Time. I yearned for time. That desire was my primary incentive to enter the field of Psychiatry as an existing Pediatrician. I came into the field through the Post Pediatric Portal Program (PPPP) at the Medical College of Georgia at Augusta University. The PPPP is a 3-year training program designed after completion of a 3-year pediatrics residency to gain board eligibility in general and child and adolescent psychiatry.

My entry into the field occurred just after the onset of the COVID-19 Pandemic, a time when humanity faced challenges never before faced or even imagined. This pandemic and the lifestyle adjustments it forced have forever altered the state of mental health of populations worldwide. My experience in this field has been incredibly busy, absolutely essential, and nothing like I could have envisioned. Beyond the transitions that general medicine has faced during this shell-shocking era, I have encountered additional personal changes, though most have been in aspects I had valued in my initial pursuit of medicine.

Firstly, I have learned to slow down. I have worked to change my approach to a visit, from rushing to cover every detail of a patient’s life in a ten-minute encounter, to sitting, getting comfortable, and mindfully listening to what the patient is telling me. I have learned to allow myself to spend the time; to allow myself to truly be present and to simply listen.

One of my supervisors in my child psychiatry training commented to me early on that I talked too much, which was much more brutal than any feedback one would ever receive in pediatrics training, though she was unquestionably correct. As pediatricians, we are the pillars of knowledge and trust, doling out anticipatory guidance and counseling galore. Contrastingly, as psychiatrists, our role is to allow others to talk and use that information as our data to help uncover and properly treat their pathology. We do not have the tools of imaging and labs; we have the patients’ stories as our evidence.

I required an adjustment period to channel to that role and mindset, to let others talk and guide me to what I needed to know, rather than the other way around. I had to practice the bi-directionality of that listening and teaching, which is not something I could glean from reading a psychiatry textbook. That practice, to me, is the beauty of the field, a constant learning, not just about the psychotropic diagnoses and medications, but about the people as well—how they behave and respond, and how I behave and respond in turn. The psychiatrist-physician relationship is unmatchable, which is the relationship I yearned for in entering medicine from the start.

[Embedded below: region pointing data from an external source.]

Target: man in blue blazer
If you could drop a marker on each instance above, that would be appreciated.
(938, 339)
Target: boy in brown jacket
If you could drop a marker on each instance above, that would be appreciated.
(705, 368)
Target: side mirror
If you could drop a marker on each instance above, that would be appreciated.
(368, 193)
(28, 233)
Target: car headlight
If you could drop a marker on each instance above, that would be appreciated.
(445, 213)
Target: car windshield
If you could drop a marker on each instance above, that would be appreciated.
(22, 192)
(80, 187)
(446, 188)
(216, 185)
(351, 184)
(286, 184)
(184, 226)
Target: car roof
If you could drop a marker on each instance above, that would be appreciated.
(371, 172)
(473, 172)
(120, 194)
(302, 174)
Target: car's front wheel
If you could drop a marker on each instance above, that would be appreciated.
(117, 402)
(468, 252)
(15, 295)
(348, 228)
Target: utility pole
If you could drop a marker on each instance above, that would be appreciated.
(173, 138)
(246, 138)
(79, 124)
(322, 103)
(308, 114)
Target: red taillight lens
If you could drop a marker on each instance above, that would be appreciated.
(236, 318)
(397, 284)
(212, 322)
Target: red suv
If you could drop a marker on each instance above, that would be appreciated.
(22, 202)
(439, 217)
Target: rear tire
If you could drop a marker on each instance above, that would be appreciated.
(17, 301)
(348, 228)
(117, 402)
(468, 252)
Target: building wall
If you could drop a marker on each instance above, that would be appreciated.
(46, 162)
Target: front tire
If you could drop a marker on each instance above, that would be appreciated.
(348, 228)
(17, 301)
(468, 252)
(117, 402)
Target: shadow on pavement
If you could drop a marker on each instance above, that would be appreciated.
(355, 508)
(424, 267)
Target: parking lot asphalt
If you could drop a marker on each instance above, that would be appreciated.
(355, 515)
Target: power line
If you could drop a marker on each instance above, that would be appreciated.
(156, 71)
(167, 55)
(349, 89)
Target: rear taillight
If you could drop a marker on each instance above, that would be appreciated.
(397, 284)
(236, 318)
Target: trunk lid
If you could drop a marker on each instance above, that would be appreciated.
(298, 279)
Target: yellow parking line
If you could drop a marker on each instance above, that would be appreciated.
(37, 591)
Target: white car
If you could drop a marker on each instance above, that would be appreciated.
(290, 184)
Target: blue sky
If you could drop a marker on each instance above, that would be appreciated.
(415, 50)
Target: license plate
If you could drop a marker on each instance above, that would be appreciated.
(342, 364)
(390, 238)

Entwined in the struggle of role, I also faced an identity crisis: was I a pediatrician or a psychiatrist? Initially, I found myself missing the classic definition of medicine entwined in pediatrics—counseling on constipation, examining a rash, prescribing antibiotics for an ear infection. Was all of that experience and knowledge useless now? During my time in psychiatry, I have more clearly realized the role of the psychiatrist in medicine. True, psychiatrists manage psychotropic medications, yet they also evaluate everything that the medications may affect beyond just the brain, and they bridge the extensive overlap between emotional and physical concerns. As a psychiatrist, I do not have to choose between asking about mood or constipation; I can ask about both, as they are all medical concerns that affect one another. In fact, I can ask about anything else that demonstrates compassion and ensures the patient is taken care of to the best of my ability. Nothing can replace being a pediatrician, a friendly figure of trust and guidance, so I am glad I do not have to replace that position. I can integrate the two identities into my outpatient child psychiatry practice, where I aim to address both mental health and basic general pediatric medical concerns. I am both a pediatrician AND a psychiatrist, minus the direct administration of vaccines and routine ear exams, of course.